I define me, and this is ME.

The thing about choosing to heal is that as you do, people will leave your life. 
I know this sounds contradictory, but I assure you it is true.
Healing, truly healing, is a path few can take in a lifetime. Some traumas are nestled too deep. Some die before they reach that point. Some simply have no desire to even try. For those that do, it is messy. Growth is messy. And the relationships that may have existed and benefited pre-healing, will not always continue to serve us into our next chapter. All relationships end eventually. It's a hard fact of life. The best approach to this is to accept what happens. There are many ways this will occur. You may easily drift a part, you may be slammed with hurt feelings over you not meeting certain expectations, you may be accused of being someone or something other than who you are, or a life will end. And while it's acceptable to own where your healing path may have impacted others, it is not okay to compromise your authenticity to deal with someone else's bullshit. If it's not your circus, those monkeys aren't yours to reign in. Walk away, head held high, and repeat to yourself as many times as you need to who you really are.

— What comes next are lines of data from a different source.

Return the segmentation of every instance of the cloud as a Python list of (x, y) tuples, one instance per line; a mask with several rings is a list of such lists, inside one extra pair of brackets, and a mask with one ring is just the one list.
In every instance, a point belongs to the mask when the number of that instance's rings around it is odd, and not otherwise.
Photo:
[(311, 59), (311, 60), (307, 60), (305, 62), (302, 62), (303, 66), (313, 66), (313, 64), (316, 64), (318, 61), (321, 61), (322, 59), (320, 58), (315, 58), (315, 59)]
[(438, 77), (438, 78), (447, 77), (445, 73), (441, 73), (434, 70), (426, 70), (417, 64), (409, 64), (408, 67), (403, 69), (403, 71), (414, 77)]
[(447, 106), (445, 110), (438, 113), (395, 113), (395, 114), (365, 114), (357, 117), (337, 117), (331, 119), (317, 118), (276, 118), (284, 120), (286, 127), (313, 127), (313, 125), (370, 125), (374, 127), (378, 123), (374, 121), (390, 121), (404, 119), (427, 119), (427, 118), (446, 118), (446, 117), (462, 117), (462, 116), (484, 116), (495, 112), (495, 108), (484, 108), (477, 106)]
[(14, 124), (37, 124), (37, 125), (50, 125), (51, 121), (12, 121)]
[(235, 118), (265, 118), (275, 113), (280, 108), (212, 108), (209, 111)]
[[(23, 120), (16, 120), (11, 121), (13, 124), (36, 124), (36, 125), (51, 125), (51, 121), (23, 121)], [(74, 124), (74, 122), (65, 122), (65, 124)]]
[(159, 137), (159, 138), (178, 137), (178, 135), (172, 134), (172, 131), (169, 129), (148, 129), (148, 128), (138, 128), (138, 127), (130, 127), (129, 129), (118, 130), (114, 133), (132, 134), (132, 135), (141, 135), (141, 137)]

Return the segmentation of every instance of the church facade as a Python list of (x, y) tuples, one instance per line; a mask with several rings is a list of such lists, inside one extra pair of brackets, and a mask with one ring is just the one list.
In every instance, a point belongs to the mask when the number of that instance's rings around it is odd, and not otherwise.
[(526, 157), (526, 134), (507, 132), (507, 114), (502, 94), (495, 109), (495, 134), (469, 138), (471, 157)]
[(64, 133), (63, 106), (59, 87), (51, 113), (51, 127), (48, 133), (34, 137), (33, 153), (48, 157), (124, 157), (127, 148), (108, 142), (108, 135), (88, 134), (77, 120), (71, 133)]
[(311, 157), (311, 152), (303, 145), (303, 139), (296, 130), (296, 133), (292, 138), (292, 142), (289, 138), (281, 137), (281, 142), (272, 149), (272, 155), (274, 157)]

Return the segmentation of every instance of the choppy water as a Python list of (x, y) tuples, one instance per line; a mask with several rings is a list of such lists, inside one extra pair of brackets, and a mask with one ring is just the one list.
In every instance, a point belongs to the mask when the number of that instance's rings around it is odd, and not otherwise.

I wrote this exact post some 7 months ago. 1 month after I published my last blog post. Right after losing friends that were as close as family to me. People I loved and cherished deeply. Both had been an integral part of my sobriety journey in the beginning. One, led me through the steps needed to fully embrace a life of recovery from all my addictions. The other, a brother and soul friend that taught me to see beyond the obvious, and that hope is always with me if I choose it. I firmly believe that both of these people changed my life, they were part of the mission to save Jessica from herself. For over a year our relationships grew, in different ways. They became the family I needed at that point. They carried me when I couldn't even crawl, and taught me to laugh and love again. 

And then one day they left. I was told that I was the reason our relationships were ending. I was too much, I was labeled, I was accused. Neither told me how they felt, just how I was wrong. I did my best to understand my role and make amends, but that is not what was wanted of me. I simply did not belong, I had outgrown these beautiful humans that claimed they cared for me. I have spent months grieving this loss. Months questioning whether their excuses and reasons bore any semblance to truth. I have isolated and allowed my healing path to stall in places. Fear has won, over and over again. This loss, this facing my biggest fear: rejection; it broke me. I cannot deny that anymore. I will not pretend. The biggest loss was that I loved, and so the pain that followed was deep and aching. The only way to heal was to take the time to do so.

When we begin healing, we will lose just as much as we gain.
No one tells you this. No one really wants to say it out loud.
Not everyone can heal, not everyone's path is the same, nothing remains the same.

Now let me tell you what losing those friends gave me...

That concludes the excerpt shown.